Minimizing impact. Driving transformation.
The central issue is that technology is blending into the mainstream as every organization needs to integrate technology, software, and applications into every aspect of the business in order to compete in this digital age. It’s almost a cliché to say that cloud is the great disruptor, but the reality is that all organizations, sooner or later, are going to operate across both private and public clouds. And CIOs, as the executives charged with their organizations’ technology systems, are expected to guide this digital transformation of every aspect of their business.
But their role is complicated by another set of responsibilities. While tasked with driving business transformation, CIOs are also expected to minimize the impact of these changes on their organizations and keep the trains running.
A delicate balance of these two responsibilities is changing the role of the CIO, just as it is changing the fundamentals of what it means to do business in the 21st century.
This duality means that CIOs have had to expand their traditional focus beyond operational efficiency and risk mitigation. Traditionally, the CIO’s role was almost entirely operational, with the primary responsibilities as basic as keeping the email system running, the network up, and office application and equipment cycles refreshed. The focus was primarily internal.
But now, businesses are dealing with a new set of external competitors and security threats. Organizations cannot afford to ignore the digital curve that will leave them vulnerable to both. Companies need more agile, cost-efficient networking structures that will allow them to operate at the new speed of business.
A global mindset
To help their organizations successfully navigate their way through these challenges, CIOs “must become advocates for a culture of IT evolution. They need to take big risks,” Iyer says, even when the way forward or the immediate business value is not always clear.
To drive the business forward despite this uncertainty, CIOs must have the correct mindset to succeed. That means understanding their organization’s overall business strategy and how to approach each task innovatively.
The CIO is the right person to lead this culture change because the revolution is happening squarely within information technology.
“CIOs understand trends and speak business lingo,” says Iyer. “They mingle with venture capitalists and, especially in Silicon Valley, are plugged into start-ups.” Due to their budgeting responsibilities, CIOs also tend to be savvy with financials and “tend to have the most global mindset,” Iyer says, as they actively nurture careers and manage hundreds to thousands of people around the globe.
Every company is a technology company
All of this expertise and experience comes to bear as CIOs today are on the cusp of a trend. “Every company is becoming a technology company,” says Iyer. And the the key to success in this brave new world is for CIOs to help their organizations transform digitally.
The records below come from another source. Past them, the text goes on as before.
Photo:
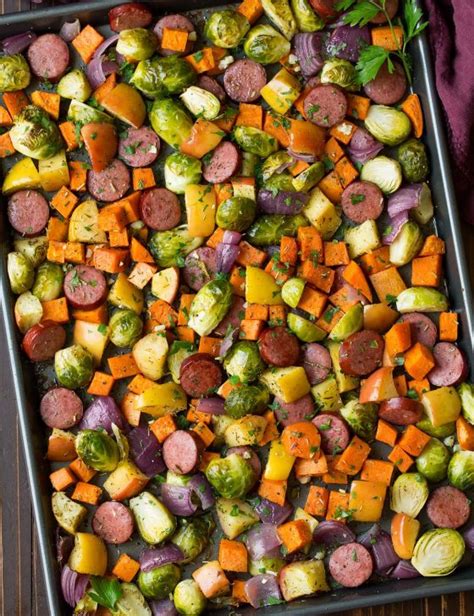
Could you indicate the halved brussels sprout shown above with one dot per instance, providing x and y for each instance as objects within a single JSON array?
[
  {"x": 226, "y": 28},
  {"x": 409, "y": 494},
  {"x": 170, "y": 122},
  {"x": 98, "y": 450},
  {"x": 74, "y": 85},
  {"x": 210, "y": 306},
  {"x": 34, "y": 134},
  {"x": 407, "y": 244},
  {"x": 265, "y": 45},
  {"x": 383, "y": 171},
  {"x": 14, "y": 73},
  {"x": 387, "y": 124},
  {"x": 137, "y": 44},
  {"x": 236, "y": 213},
  {"x": 73, "y": 366},
  {"x": 255, "y": 141},
  {"x": 438, "y": 552}
]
“People say, ‘IT as a function,’ or, ‘IT as a service.’” The reality, Iyer says, “is that technology is the business.”
And to Iyer, this means CIOs have the unique opportunity to engineer the culture of their organizations in addition to the business innovation, as the two necessarily go hand-in-hand.
The key to culture change in technology is using digital transformation to transform the way the world is now, Iyer believes. CIOs have the power to make it more sustainable, more inclusive, more personally healthful, creative, and productive. CIOs are the best to lead this dual transformation, according to Iyer, because only they are uniquely positioned to match the technology transformation to the business.
To ensure success of these efforts and, ultimately, the future of their organizations, CIOs should “keep their heads in the cloud,” Iyer concludes. “But few enterprises can make this business transformation without deep concerns for security, privacy, and minimizing disruption. The primary question for a CIO should always be, ‘How do you help transition to this hybrid cloud world?’”
It is a question that CIOs everywhere are wrestling with. And by making meaningful changes to answer it, they drive the business transformation that is changing both the tools and the culture of their organizations.